A forthcoming two volume, 1,600 page opus Olympic Games–The Design (Niggli), is the first book with a complete overview of the history of the design of the Olympic Games as detailed chronological summary on printed matter, emblems, logos, colors, typefaces, pictograms, mascots, design manuals, etc.
Olympic historian and collector Markus Osterwalder gathered around 6,500 images in two volumes that take designers, sports and aesthetics enthusiasts through a journey from the Athens 1896 to Tokyo 2020 showcasing the development of the corporate identity of the Games.
In concert with this book Niggli is going to publish the reissue of the design manual by design pioneer Otl Aicher. In the U.S. and China, this publication will be only available during a Kickstarter campaign in other countries also in retail stores.
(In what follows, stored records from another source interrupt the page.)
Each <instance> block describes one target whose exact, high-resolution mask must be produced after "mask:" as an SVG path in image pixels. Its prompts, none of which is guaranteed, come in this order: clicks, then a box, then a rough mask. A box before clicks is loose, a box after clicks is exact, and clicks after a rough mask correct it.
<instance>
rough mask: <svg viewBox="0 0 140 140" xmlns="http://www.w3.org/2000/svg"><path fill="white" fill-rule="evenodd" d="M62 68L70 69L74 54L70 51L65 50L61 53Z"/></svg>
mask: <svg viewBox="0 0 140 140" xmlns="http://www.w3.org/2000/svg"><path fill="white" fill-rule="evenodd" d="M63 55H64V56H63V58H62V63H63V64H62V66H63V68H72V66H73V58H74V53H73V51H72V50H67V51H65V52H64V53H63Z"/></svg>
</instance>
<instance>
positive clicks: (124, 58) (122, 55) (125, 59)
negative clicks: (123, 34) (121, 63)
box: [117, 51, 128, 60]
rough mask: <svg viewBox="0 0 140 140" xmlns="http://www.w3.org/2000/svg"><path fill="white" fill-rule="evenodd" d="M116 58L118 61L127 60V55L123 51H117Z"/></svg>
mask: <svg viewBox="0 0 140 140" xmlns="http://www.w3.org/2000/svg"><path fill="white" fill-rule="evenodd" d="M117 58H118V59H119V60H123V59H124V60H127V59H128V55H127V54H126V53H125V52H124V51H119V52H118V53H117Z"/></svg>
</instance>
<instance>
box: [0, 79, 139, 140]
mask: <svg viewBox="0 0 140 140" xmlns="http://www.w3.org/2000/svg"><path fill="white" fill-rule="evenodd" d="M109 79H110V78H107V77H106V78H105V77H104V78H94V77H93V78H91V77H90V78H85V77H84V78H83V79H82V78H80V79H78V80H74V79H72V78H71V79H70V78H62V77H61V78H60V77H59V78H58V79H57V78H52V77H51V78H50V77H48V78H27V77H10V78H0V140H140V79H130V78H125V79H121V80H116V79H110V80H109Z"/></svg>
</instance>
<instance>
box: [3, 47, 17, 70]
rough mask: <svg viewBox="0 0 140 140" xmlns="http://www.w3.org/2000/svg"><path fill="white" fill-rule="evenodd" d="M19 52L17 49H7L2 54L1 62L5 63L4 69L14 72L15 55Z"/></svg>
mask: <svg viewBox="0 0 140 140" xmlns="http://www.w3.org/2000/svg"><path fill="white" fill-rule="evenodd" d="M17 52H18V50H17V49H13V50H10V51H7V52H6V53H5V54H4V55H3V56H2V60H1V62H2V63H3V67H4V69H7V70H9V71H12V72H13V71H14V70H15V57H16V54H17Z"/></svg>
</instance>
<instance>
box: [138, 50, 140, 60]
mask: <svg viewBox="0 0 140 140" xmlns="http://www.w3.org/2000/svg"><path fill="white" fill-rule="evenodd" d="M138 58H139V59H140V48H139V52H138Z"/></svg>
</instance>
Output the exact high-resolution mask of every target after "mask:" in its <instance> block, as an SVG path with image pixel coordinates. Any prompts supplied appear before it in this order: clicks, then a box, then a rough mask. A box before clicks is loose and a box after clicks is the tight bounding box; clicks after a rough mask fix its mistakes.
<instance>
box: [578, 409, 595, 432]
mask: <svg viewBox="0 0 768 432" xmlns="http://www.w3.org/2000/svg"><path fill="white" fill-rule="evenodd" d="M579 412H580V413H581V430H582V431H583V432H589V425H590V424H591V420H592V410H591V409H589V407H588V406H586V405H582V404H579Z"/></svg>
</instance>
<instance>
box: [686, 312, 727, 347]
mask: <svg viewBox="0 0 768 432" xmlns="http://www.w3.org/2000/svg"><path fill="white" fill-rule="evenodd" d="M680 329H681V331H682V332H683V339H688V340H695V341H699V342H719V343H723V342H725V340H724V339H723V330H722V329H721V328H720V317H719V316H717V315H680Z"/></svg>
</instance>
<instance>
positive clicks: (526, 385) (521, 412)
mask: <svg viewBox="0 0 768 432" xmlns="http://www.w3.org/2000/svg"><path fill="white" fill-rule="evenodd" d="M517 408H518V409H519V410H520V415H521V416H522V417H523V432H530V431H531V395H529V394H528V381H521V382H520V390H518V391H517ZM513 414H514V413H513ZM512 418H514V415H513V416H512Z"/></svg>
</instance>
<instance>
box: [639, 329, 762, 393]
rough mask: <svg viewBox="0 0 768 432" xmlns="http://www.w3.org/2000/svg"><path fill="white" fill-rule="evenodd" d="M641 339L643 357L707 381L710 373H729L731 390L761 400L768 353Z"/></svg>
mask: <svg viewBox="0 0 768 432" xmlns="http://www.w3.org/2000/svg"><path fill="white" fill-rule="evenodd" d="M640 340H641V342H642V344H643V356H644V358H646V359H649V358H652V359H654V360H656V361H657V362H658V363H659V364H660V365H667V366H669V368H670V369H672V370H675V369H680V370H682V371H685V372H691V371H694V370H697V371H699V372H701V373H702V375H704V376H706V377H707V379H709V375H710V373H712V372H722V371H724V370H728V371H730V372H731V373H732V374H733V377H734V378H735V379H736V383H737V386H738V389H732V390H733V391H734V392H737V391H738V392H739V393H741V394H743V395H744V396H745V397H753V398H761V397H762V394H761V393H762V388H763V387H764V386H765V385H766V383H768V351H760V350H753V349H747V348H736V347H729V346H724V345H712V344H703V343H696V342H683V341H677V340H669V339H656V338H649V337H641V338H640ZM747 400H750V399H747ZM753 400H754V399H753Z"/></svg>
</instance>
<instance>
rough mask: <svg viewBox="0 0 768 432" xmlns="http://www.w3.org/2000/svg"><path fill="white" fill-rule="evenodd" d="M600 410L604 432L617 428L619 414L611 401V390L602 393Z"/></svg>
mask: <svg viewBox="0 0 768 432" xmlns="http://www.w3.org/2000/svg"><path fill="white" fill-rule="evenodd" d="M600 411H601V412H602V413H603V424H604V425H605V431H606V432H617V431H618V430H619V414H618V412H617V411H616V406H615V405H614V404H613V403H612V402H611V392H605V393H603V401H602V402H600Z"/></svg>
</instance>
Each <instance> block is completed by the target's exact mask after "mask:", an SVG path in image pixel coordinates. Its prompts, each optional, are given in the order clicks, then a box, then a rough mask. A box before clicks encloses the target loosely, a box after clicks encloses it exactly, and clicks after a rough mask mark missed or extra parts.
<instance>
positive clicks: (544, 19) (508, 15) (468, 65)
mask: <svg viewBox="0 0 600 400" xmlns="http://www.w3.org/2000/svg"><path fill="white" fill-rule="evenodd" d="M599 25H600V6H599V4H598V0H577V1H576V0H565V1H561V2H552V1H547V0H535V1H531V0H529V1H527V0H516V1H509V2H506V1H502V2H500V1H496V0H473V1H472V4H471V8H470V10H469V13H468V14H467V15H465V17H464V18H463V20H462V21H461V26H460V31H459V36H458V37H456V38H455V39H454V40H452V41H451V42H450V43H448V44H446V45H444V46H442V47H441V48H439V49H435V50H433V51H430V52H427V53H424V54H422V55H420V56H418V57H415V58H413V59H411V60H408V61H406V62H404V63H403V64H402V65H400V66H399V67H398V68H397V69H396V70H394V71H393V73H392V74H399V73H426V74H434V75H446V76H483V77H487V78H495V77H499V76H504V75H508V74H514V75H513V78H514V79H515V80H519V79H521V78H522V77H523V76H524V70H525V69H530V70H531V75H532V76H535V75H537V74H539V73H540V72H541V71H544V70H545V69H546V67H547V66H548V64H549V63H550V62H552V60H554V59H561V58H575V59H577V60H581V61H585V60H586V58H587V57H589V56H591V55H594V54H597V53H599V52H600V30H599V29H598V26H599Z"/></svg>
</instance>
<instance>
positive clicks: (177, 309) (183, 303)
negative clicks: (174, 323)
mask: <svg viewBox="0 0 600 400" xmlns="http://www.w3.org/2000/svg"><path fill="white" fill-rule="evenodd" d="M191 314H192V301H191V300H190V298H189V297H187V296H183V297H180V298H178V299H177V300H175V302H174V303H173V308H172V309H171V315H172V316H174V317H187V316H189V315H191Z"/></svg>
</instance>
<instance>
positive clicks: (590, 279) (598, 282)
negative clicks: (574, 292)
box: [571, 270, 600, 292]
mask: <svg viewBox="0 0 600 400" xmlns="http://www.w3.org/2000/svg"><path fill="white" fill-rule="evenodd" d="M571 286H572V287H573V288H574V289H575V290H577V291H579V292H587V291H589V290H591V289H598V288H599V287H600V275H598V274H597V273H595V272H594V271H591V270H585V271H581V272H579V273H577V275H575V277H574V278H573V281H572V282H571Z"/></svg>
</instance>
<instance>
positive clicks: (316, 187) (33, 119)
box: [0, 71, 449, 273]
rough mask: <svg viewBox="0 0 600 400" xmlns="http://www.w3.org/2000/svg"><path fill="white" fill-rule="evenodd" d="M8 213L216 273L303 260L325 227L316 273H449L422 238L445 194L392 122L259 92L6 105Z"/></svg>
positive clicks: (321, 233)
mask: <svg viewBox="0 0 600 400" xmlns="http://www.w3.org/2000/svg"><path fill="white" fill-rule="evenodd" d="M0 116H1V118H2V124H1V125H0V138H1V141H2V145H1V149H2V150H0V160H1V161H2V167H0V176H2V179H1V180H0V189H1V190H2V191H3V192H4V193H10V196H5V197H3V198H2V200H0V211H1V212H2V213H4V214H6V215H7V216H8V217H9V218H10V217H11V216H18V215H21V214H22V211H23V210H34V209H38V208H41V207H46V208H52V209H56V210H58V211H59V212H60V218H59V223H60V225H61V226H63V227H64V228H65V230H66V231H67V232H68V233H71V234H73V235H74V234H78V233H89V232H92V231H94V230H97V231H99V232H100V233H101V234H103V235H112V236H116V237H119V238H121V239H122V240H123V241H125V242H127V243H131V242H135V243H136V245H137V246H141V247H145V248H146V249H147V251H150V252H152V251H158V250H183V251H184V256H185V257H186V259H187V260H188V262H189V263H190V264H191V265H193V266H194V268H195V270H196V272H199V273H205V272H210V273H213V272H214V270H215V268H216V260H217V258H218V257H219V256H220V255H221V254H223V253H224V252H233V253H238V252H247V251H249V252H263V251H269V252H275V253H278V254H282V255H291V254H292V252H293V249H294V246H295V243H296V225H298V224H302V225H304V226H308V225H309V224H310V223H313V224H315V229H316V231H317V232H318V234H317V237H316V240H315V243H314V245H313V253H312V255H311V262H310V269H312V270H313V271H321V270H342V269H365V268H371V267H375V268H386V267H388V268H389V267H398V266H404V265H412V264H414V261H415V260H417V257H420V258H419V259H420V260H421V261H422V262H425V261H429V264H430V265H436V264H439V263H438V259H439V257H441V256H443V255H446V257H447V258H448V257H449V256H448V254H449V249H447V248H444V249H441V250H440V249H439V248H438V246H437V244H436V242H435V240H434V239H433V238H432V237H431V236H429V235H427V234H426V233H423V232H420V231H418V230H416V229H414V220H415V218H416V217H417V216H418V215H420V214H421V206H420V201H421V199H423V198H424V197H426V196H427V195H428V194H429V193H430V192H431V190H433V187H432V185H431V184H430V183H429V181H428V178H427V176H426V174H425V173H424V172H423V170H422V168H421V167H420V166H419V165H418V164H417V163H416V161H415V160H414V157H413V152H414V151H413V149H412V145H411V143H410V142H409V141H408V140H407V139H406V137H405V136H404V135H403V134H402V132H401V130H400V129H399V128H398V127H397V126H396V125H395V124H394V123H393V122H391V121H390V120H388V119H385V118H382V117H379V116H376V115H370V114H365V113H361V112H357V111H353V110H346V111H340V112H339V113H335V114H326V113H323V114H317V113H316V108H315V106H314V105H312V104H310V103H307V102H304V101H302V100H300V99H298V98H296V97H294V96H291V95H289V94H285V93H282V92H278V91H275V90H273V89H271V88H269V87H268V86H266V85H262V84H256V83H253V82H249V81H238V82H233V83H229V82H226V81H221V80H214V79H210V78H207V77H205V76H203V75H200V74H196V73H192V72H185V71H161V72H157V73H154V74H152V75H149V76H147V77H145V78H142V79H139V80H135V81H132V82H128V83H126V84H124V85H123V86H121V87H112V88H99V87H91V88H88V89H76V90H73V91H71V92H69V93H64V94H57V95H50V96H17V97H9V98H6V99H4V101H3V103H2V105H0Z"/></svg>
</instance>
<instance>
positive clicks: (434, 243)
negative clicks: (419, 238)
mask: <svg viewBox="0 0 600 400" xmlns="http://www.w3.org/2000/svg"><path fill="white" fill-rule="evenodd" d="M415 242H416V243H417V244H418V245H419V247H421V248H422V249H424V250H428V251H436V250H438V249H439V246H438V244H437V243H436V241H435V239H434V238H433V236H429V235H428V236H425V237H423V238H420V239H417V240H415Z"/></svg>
The guidelines of the 1972 Olympic Games in Munich encapsulate a defining moment in 20th-century graphic design history. As the core of one of the most famous visual identities of the Games, they set new standards for branding and corporate identity and are still a main source for similar events. “We got one of the rare copies from a private archive in Switzerland. Now, we will make the identity manual available to everyone,” state its editors. The first reprint ever of the hardcover ring binder with 22 foldout sheets, that respects the original style and size of 22.5 x 31 cm, will be printed in Italy. The publication is officially licensed by the International Olympic Committee.
Otl Aicher, founder of the Ulm School of Design (HfG), was commissioned to design the Games with a “lovingly festive setting at a high artistic level.” Under his direction a visual grammar was created that was minimalist, clearly functional and characterized by a timeless, international style. It resulted from the conviction to distill ideology, language and aesthetics to its essentials.